Beh, nella mia ingenuità ho sempre pensato che fare le cose online fosse un figata. Quindi, appena potei, trasformai il mio conto bancario in uno dove tutte le operazioni si facevano attraverso il portale della banca, senza andare in filiale. Fui entusiasta all’idea di accedere a un certo numero di “spazi” dove potevo compiere operazioni, conservare dati e farmi gli affari miei.
Poi ho iniziato a rendermi conto che avevo collezionato una trentina di username e di password. Vabbé, dirai tu astuto lettore, usa sempre lo stesso username e la stessa password e buonanotte. Eh certo, così la volta che ti piratano l’account di posta su Libero, hanno le credenziali per accedere a qualunque cosa compresa la tua fidelity card del negozio di mutande di fiducia. Proprio per questo chi ti fornisce servizi online tende a creare sistemi e sintassi diverse fra loro. Ad esempio la password di certi servizi deve contenere per forza maiuscole, minuscole e numeri, almeno otto caratteri, in altri casi ti chiedono otto caratteri qualunque, in altri ancora almeno due devono essere numeri ecc ecc. Alla fine devi avere in mente un catalogo di ideogrammi degno di un calligrafo cinese.

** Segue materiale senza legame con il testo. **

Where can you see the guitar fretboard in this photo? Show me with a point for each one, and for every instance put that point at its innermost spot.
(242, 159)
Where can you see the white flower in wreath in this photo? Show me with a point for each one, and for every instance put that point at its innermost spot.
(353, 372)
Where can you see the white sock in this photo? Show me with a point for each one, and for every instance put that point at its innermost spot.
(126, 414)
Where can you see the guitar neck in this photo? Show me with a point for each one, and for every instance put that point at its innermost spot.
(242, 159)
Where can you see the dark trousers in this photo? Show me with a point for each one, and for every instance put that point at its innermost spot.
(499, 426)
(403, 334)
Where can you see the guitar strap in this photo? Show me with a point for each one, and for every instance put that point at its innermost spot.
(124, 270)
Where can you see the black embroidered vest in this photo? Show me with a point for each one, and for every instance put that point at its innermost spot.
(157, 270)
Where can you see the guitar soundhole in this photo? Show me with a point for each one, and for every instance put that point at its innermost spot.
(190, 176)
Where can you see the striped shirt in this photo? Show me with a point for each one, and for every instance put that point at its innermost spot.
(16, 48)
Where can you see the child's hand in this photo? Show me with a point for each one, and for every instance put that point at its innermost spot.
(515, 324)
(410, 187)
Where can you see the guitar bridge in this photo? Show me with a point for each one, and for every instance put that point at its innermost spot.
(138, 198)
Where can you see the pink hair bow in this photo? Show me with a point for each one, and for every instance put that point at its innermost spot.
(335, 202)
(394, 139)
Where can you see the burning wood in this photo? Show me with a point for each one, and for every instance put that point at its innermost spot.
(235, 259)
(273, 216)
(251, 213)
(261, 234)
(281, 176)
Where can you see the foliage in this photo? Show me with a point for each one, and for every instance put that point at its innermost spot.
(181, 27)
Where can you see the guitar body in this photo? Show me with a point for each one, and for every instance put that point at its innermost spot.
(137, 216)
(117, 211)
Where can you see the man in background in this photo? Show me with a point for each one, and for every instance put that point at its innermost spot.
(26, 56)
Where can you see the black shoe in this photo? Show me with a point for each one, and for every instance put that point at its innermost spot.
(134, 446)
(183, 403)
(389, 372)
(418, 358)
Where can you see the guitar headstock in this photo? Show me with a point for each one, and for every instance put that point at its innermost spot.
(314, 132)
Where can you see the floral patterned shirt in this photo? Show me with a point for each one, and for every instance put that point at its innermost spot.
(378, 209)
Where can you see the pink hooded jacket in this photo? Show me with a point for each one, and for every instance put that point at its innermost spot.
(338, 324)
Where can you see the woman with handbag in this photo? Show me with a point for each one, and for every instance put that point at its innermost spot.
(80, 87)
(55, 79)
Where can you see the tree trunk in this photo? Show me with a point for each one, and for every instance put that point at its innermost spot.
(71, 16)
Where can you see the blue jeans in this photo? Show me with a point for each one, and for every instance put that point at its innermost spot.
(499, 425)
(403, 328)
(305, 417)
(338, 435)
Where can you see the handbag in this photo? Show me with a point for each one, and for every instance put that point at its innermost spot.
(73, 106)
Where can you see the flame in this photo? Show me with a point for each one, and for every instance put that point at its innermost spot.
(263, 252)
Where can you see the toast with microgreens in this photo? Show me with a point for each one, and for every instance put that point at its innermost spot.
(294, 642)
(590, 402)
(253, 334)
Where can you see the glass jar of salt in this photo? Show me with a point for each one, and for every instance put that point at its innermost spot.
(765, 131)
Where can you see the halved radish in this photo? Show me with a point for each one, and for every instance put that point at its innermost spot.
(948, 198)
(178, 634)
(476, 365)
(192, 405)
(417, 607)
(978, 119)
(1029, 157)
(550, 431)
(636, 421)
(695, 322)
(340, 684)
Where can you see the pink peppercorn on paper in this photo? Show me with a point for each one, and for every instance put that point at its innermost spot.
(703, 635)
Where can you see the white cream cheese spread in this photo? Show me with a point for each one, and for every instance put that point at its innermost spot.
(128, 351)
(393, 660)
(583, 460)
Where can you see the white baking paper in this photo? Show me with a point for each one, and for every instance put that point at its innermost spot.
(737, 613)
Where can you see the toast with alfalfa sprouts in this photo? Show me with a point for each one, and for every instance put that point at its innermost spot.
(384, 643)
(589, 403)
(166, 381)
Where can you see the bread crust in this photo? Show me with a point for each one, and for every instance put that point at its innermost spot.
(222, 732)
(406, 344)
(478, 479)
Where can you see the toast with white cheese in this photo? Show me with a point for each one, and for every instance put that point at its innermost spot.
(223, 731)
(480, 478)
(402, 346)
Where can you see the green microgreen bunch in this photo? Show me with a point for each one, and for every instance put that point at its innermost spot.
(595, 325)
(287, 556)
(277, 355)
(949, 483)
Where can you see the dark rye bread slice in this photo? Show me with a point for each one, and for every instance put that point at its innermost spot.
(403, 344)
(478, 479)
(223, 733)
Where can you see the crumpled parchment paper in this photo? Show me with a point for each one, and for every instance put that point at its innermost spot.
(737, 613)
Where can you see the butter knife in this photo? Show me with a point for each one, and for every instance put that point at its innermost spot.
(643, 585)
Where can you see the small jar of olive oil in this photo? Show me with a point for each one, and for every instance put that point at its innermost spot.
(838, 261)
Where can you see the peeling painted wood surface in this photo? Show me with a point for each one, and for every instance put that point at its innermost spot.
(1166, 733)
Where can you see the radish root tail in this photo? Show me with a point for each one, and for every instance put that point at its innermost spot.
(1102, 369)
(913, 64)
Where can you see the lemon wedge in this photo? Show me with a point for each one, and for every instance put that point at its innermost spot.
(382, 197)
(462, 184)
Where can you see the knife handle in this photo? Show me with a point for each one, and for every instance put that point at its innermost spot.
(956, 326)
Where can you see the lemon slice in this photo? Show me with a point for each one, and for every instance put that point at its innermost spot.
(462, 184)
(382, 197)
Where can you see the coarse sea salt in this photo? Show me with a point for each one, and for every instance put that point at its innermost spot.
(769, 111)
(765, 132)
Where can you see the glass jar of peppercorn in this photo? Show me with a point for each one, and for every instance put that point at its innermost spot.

Quello che mi ha smorzato l’entusiasmo non è tanto la questione degli username e password, che si risolve facilmente creando un database all’antica (rubrica) o un sistema che permetta la loro facile memorizzazione (un algoritmo mentale personale). Il discorso è un altro: usano il mio tempo per fornirmi dei servizi senza ridurne il prezzo.
Ma dai!! Ebbeh, è proprio così cara mia. Portali, servizi, accessi, firma elettronica, fatturazione elettronica, posta certificata e avanti così. Sembra tutto meravigliosamente figo e semplice, ma la somma di mille cose semplici e non coordinate fra loro è il caos più devastante dopo la schiusa del Hiranyagarbha e prima del Ragnarök.
La conclusione cui sono arrivato oggi è che fare cose online promette di farmi risparmiare tempo e denaro. Nella realtà il numero di cose da fare è aumentato e il tempo ce lo metto solo io, mentre i fornitori di servizi hanno maggiori entrate (col mio tempo) e la parte perversa del gioco è che fare cose online ha fatto lentamente scomparire la possibilità di farlo de visu, insomma di persona.
Tanto per dirne una, se voglio piantare un casino alla società che fornisce (male) servizi telefonici a mia madre, non posso parlare altro che con un operatore di call center che agisce entro una griglia ben definita, oppure accedere a un servizio online che ha una griglia ancora più rigida. Se per caso (oh, che caso!) volessi qualcosa che nella griglia non è previsto, non lo potrei fare. Dunque la mia capacità di azione è limitata e il tempo che devo usare per ottenere un risultato lievita, tutto a mie spese, non del fornitore dei servizi. Il quale, fornitore di servizi, tutela sé stesso e i propri clienti limitando la capacità di fare degli utenti.
Ovviamente dubito che si possa tornare indietro da questa cosa, ma ve lo volevo dire da ex entusiasta della rete che ci ha sbattuto il grugno.